The difference is that with ChromeOS you or someone else can identify when and
how information is collected by reviewing the sourced code. With OSX, only
Apple knows when and how. What they do with this information is a different
answer.

------
phlux
_1\. I need way more than just a browser. Y’know, little things like a mail
client, terminal, vim, ssh, Skype, Spotify, etc._

This doesnt need to replace your more robust system.

 _2\. I have a Macbook Air._

See Above, but I dont have a macbook air. Many people dont. Many people can
afford 20/month rather than the inflated price of the Air. (Dont argue with
that, all Apple products are inflated in price - how else you think they are
making so much damn money)

 _3\. It doesn't cost me anything._

This doesnt work for everyone.

 _4\. If I wanted a netbook, I’d buy a netbook. Why not just run Chrome inside
Ubuntu? Chromebook’s expensive in comparison._

I have (5) desktops, (4) laptops, (1) netbook, (2) smartphones and I still
want one of these.

 _5\. So Google can’t spy on me. Perhaps I’m paranoid. but the Chromebook
could hoard huge amounts of usage data.
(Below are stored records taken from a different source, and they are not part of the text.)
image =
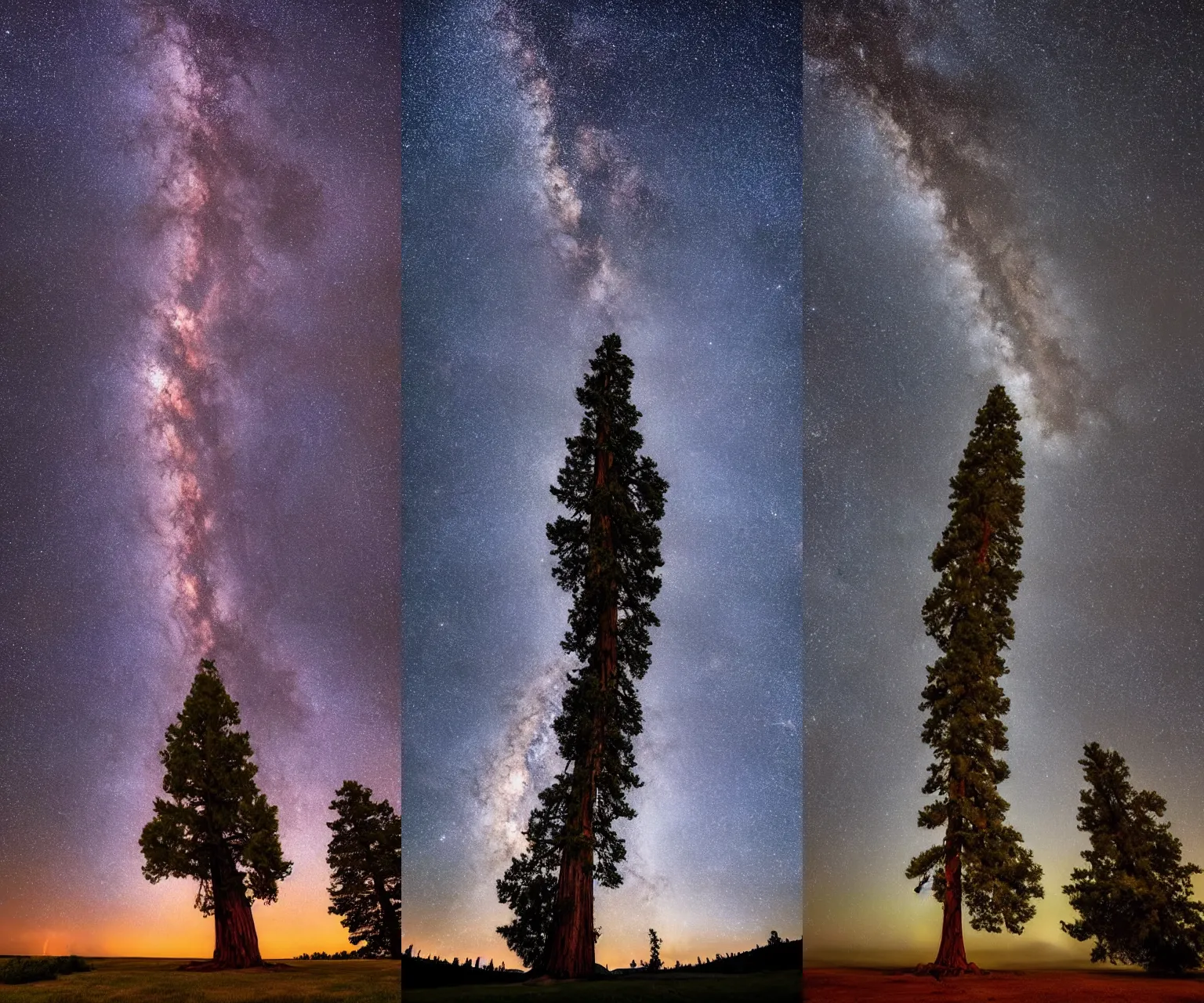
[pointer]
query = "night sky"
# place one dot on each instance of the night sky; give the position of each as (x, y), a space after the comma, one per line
(999, 193)
(572, 170)
(199, 426)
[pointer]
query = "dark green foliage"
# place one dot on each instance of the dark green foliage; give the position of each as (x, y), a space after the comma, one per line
(18, 971)
(529, 886)
(216, 810)
(1134, 899)
(336, 956)
(967, 614)
(597, 570)
(654, 951)
(365, 864)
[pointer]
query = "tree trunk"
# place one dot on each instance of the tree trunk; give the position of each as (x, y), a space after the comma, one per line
(952, 948)
(952, 955)
(570, 953)
(236, 946)
(388, 917)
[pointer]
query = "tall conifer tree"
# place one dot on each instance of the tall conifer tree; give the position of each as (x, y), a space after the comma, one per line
(216, 827)
(981, 859)
(607, 552)
(1134, 897)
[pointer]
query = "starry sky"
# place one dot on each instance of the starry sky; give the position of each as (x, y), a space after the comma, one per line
(200, 425)
(999, 193)
(571, 170)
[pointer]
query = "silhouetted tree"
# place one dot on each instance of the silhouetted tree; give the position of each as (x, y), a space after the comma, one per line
(967, 614)
(365, 861)
(607, 553)
(217, 827)
(654, 951)
(1134, 897)
(529, 888)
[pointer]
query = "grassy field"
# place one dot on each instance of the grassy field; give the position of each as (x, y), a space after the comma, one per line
(158, 980)
(760, 987)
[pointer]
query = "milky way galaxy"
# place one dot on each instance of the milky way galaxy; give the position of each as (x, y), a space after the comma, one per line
(1024, 179)
(206, 267)
(573, 170)
(941, 130)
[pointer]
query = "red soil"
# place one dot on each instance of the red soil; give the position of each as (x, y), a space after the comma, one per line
(869, 985)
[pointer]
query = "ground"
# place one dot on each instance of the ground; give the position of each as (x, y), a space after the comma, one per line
(759, 987)
(1102, 985)
(159, 980)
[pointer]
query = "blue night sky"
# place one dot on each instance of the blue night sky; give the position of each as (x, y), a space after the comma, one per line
(568, 171)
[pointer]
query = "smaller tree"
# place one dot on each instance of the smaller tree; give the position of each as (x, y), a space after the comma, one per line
(365, 864)
(529, 886)
(1136, 896)
(654, 951)
(217, 827)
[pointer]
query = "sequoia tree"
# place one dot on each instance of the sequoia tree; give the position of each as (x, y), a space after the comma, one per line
(981, 857)
(365, 864)
(1136, 896)
(607, 552)
(216, 827)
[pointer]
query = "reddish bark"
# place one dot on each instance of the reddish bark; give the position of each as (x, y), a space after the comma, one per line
(952, 948)
(236, 944)
(986, 542)
(570, 953)
(952, 954)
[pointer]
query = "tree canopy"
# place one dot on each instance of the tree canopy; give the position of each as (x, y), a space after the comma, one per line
(215, 826)
(968, 615)
(607, 551)
(1134, 897)
(365, 864)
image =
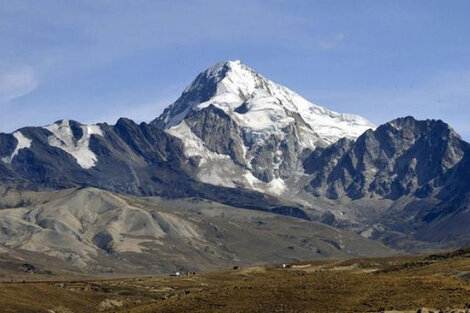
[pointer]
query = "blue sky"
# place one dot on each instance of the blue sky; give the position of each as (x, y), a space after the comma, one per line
(95, 61)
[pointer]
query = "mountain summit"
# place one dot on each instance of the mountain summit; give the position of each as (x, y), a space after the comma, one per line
(261, 106)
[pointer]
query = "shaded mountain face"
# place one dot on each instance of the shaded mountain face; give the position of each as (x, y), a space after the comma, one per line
(237, 138)
(260, 126)
(405, 181)
(404, 157)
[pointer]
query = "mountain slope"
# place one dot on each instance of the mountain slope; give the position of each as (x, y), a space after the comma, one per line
(405, 181)
(252, 130)
(236, 138)
(98, 231)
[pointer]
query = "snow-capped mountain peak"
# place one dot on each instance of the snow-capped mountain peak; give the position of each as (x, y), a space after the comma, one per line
(259, 104)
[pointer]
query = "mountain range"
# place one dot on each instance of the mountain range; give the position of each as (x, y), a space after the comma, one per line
(238, 170)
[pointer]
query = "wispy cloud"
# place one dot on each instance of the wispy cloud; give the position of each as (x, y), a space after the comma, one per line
(331, 43)
(16, 83)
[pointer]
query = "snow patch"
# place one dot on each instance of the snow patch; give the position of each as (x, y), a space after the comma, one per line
(268, 107)
(62, 137)
(23, 143)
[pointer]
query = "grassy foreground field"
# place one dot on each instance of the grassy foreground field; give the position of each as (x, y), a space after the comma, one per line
(365, 285)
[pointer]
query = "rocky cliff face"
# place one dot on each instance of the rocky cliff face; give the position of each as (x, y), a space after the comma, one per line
(237, 138)
(261, 126)
(404, 157)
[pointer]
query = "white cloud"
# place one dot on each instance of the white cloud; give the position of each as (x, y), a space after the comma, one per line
(17, 83)
(332, 43)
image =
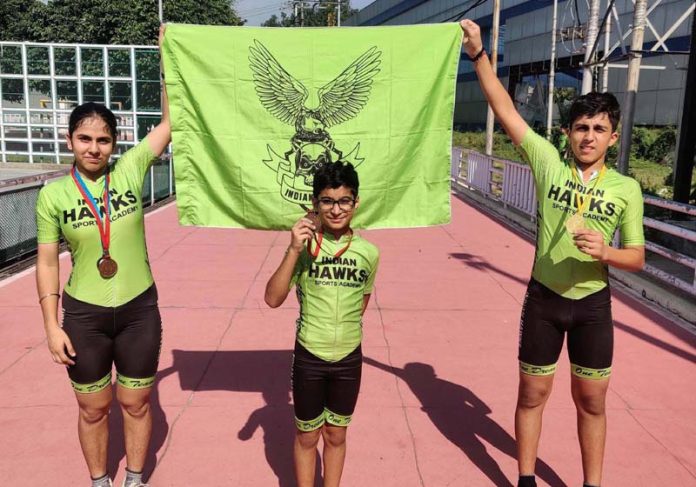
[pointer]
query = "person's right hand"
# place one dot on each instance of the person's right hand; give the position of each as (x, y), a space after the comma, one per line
(58, 345)
(472, 37)
(301, 232)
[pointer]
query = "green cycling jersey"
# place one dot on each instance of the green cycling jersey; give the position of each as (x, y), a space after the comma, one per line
(616, 202)
(330, 291)
(60, 209)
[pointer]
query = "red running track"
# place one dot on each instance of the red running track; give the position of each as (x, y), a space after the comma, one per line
(439, 381)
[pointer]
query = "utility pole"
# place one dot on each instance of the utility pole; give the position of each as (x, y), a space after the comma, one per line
(686, 148)
(552, 71)
(629, 104)
(490, 118)
(607, 44)
(590, 39)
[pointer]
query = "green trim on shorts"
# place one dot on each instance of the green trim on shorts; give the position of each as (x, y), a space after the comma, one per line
(538, 370)
(97, 386)
(311, 425)
(130, 383)
(587, 373)
(337, 419)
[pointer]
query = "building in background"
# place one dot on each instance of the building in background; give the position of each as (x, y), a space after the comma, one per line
(525, 52)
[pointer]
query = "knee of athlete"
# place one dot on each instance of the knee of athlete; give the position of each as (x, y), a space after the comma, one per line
(94, 414)
(308, 439)
(335, 436)
(592, 403)
(533, 396)
(136, 409)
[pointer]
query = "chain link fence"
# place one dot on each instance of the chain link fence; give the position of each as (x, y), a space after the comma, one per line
(18, 206)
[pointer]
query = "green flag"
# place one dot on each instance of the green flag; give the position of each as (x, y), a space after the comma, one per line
(255, 111)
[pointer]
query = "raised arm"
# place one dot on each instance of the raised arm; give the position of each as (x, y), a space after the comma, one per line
(496, 94)
(160, 136)
(278, 285)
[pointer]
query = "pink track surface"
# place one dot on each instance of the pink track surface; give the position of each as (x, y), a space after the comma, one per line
(439, 380)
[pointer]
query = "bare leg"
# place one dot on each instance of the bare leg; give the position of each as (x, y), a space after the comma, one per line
(532, 395)
(93, 429)
(137, 424)
(334, 454)
(305, 449)
(590, 400)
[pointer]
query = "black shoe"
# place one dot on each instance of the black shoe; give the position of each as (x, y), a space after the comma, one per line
(526, 481)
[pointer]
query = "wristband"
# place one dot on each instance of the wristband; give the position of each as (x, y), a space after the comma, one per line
(478, 56)
(47, 295)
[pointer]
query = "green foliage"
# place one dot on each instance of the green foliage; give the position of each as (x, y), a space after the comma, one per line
(321, 15)
(16, 18)
(662, 148)
(650, 149)
(563, 97)
(105, 21)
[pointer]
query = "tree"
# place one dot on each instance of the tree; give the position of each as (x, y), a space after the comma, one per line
(16, 17)
(320, 14)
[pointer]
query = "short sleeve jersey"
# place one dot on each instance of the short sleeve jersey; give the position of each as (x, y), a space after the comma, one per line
(330, 291)
(61, 209)
(616, 202)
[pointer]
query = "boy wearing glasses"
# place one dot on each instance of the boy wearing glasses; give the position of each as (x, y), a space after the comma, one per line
(333, 271)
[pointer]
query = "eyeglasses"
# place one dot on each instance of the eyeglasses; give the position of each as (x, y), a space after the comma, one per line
(345, 204)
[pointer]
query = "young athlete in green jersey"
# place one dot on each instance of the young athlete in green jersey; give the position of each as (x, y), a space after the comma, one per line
(334, 271)
(581, 204)
(110, 313)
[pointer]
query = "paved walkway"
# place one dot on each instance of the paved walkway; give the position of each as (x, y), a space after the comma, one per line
(439, 382)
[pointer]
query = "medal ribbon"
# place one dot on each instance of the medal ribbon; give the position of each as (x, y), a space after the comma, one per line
(104, 225)
(320, 239)
(586, 201)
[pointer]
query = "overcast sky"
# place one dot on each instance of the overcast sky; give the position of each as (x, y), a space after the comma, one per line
(258, 11)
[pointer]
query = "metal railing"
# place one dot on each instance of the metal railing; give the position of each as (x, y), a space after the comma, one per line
(511, 184)
(40, 84)
(18, 205)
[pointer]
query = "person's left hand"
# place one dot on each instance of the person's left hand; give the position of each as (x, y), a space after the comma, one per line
(591, 242)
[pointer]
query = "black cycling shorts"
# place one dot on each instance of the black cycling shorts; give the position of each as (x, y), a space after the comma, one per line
(128, 336)
(547, 316)
(324, 392)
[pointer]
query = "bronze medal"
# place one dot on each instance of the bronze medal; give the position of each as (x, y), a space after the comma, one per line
(107, 267)
(575, 223)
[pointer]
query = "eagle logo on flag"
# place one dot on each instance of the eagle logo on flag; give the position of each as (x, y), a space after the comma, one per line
(311, 146)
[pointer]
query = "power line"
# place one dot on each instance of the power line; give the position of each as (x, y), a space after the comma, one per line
(461, 15)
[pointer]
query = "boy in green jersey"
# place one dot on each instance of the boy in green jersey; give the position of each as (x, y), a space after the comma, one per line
(581, 204)
(334, 271)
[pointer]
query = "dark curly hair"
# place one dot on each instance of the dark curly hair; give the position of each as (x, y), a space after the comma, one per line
(593, 104)
(89, 110)
(334, 175)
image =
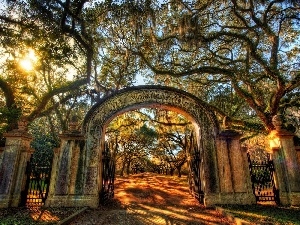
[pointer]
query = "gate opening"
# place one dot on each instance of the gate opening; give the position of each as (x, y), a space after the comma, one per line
(159, 141)
(37, 184)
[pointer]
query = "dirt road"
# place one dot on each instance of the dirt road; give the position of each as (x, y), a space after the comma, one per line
(154, 200)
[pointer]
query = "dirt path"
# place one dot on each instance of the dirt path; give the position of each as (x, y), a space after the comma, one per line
(152, 199)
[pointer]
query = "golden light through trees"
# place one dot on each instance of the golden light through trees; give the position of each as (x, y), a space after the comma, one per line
(29, 60)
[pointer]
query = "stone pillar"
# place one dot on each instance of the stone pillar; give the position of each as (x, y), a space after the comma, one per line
(287, 168)
(298, 153)
(16, 153)
(233, 169)
(68, 173)
(1, 154)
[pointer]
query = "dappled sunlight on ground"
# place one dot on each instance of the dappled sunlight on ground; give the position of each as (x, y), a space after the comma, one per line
(152, 199)
(43, 215)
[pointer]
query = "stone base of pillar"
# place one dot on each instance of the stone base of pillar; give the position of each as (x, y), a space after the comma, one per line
(4, 201)
(288, 199)
(73, 201)
(242, 198)
(295, 198)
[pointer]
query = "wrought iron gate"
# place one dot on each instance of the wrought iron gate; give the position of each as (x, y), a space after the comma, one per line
(108, 175)
(37, 184)
(194, 174)
(262, 179)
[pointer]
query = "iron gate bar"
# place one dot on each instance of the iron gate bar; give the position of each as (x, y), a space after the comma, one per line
(108, 176)
(37, 184)
(262, 178)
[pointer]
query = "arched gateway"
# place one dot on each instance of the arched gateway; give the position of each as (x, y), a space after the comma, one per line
(220, 170)
(77, 170)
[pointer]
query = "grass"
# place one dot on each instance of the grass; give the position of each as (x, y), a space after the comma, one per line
(34, 215)
(265, 214)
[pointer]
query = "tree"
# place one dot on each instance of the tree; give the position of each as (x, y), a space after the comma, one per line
(251, 46)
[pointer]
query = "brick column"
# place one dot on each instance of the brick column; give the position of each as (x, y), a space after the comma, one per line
(16, 153)
(234, 176)
(287, 168)
(69, 171)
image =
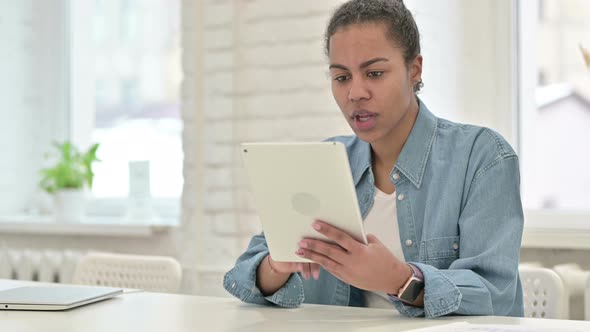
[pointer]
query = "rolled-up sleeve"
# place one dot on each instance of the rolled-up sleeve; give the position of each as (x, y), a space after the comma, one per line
(240, 281)
(484, 278)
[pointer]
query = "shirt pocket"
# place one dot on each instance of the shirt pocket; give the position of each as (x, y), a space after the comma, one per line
(440, 252)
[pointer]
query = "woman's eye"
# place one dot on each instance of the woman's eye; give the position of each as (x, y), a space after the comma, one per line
(375, 73)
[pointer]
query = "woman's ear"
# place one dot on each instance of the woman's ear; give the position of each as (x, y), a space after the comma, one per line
(416, 69)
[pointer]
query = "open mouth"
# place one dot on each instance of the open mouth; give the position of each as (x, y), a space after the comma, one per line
(364, 120)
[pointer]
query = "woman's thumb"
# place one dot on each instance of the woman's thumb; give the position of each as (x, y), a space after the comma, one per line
(372, 239)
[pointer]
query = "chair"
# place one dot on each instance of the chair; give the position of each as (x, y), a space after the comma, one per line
(574, 281)
(543, 292)
(151, 273)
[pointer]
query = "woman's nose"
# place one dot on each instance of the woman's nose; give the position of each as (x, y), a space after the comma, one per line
(358, 91)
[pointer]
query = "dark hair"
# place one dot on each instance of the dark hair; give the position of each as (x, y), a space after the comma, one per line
(400, 24)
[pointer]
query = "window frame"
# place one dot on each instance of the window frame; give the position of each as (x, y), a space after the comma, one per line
(544, 228)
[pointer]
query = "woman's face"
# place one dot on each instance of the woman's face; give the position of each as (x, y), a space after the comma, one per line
(370, 81)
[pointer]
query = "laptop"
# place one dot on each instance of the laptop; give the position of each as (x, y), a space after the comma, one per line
(53, 298)
(295, 183)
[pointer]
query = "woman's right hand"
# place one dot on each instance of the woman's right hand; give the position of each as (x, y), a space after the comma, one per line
(308, 270)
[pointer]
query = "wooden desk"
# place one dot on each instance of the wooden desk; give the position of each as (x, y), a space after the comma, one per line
(146, 311)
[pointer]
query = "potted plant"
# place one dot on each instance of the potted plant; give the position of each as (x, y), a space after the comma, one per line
(68, 179)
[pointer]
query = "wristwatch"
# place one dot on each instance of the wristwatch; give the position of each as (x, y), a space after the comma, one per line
(412, 288)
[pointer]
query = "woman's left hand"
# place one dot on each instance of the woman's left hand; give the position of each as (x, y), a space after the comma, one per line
(370, 267)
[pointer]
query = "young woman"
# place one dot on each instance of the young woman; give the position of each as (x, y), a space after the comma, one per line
(441, 200)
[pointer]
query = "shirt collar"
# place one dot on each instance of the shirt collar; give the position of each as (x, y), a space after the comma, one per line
(414, 155)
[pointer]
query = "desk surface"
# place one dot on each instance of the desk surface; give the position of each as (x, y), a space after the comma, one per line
(144, 311)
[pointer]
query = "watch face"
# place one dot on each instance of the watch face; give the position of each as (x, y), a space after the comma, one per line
(412, 292)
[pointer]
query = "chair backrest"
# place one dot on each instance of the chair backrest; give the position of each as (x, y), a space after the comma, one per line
(544, 293)
(574, 282)
(151, 273)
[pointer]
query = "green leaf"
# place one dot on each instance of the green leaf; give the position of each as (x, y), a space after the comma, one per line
(73, 170)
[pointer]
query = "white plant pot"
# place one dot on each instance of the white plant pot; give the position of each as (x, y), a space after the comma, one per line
(70, 205)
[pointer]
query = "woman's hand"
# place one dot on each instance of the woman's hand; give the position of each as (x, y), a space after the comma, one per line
(307, 270)
(370, 267)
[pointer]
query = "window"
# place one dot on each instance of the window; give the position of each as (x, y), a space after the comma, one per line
(555, 105)
(110, 73)
(129, 76)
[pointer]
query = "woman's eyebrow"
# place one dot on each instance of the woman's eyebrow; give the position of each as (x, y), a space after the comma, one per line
(363, 65)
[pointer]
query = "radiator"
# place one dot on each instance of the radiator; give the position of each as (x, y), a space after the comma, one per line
(39, 264)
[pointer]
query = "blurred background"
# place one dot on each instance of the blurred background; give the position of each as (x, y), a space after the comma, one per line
(179, 84)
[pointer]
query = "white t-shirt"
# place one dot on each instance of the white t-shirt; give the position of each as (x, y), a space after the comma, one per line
(382, 222)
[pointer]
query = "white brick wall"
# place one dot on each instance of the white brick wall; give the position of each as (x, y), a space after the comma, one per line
(264, 78)
(31, 107)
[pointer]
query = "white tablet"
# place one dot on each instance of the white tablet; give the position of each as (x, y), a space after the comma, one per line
(295, 183)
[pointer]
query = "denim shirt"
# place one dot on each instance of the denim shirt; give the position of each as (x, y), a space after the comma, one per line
(460, 222)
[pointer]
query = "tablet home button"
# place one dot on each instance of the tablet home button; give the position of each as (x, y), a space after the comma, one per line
(306, 204)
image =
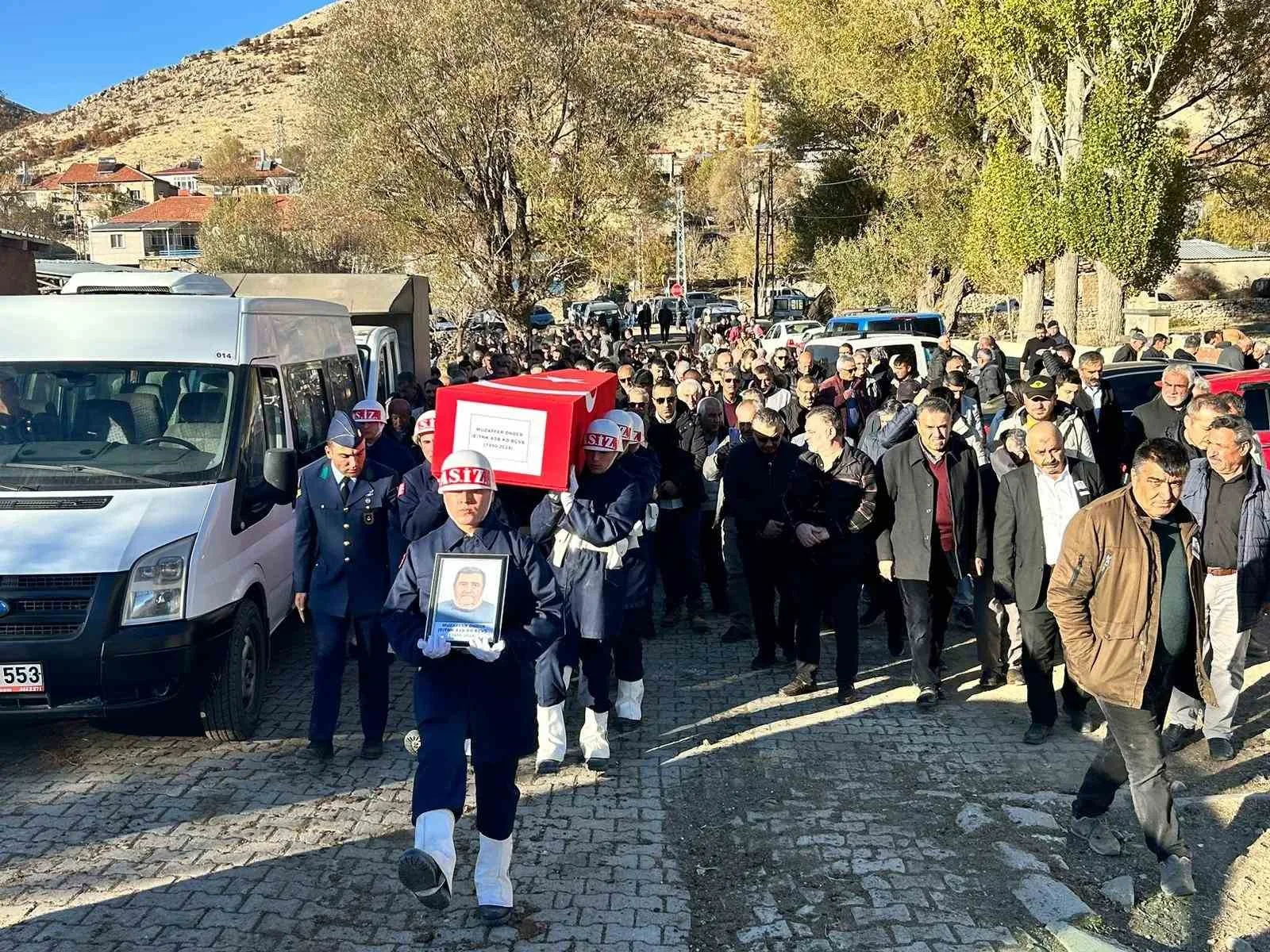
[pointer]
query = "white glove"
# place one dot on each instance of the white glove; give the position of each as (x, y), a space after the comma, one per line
(483, 651)
(436, 645)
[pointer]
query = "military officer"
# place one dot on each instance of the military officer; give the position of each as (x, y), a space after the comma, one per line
(479, 693)
(645, 469)
(587, 530)
(421, 505)
(347, 539)
(381, 446)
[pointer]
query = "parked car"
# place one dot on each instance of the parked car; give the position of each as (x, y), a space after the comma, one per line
(154, 495)
(922, 323)
(1254, 386)
(787, 334)
(918, 349)
(1136, 382)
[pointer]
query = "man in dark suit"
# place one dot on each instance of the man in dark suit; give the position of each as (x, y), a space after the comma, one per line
(1034, 505)
(1104, 419)
(933, 535)
(347, 543)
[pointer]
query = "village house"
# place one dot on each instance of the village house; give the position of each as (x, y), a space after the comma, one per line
(159, 235)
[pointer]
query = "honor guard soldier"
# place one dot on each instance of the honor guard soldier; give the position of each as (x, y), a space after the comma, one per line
(645, 469)
(347, 541)
(421, 508)
(587, 530)
(479, 692)
(381, 446)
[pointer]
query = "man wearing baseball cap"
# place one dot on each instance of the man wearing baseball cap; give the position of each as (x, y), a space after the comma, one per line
(1041, 405)
(478, 692)
(380, 446)
(588, 530)
(347, 539)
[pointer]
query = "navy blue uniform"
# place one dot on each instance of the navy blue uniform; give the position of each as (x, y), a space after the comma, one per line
(605, 509)
(460, 697)
(645, 469)
(389, 452)
(343, 558)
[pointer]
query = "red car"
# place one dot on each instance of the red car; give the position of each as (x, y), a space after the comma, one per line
(1254, 386)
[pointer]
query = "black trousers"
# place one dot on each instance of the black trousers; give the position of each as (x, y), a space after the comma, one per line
(711, 562)
(833, 593)
(926, 611)
(768, 575)
(1041, 653)
(1133, 754)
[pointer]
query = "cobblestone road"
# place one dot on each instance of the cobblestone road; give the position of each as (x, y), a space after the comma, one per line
(734, 819)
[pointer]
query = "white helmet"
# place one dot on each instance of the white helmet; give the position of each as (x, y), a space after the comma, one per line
(637, 424)
(425, 423)
(464, 470)
(624, 425)
(368, 412)
(603, 437)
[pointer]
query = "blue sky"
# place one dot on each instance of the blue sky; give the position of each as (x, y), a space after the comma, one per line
(51, 56)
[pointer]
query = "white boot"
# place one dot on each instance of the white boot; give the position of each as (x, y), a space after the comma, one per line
(493, 879)
(429, 869)
(630, 700)
(595, 739)
(552, 738)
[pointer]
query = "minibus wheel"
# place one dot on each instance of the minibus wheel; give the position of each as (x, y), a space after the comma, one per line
(232, 706)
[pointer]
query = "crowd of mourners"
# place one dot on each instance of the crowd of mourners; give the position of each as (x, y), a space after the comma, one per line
(1029, 508)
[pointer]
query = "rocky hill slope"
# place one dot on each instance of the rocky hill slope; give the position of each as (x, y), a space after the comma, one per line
(13, 114)
(254, 92)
I’d rather not give them the
opportunity._

I agree with this, yet they spy on you already -- I assume you use google? I
assume you have a GMail account?

We need a solution to that problem, avoiding the chromebook won't mitigate
their spying.

 _6\. WiFi is everywhere I’d want to work. I don’t care for the built-in 3G
data. If I’m on the move - that’s why my smartphone's [sic] for._

3G actually sucks - esp. compared to 4G. But wifi is not everywhere I go - its
basically never available in transit.

 _7\. It’s solving a problem that doesn’t exist. I’ve never heard anyone wish
they only had a browser. Not even my Mum._

I have wanted a browser only device for years. The iPad did exactly what you
say there is no problem/market for.

Hell - I would buy one of these for my grandma _only_ for IM being always open
on the countertop.

I think the writer of this article is too techie for his own good.

There are lots of reasons why _HE_ shouldn't buy a chromebook - but there are
far more reasons why others should, and will.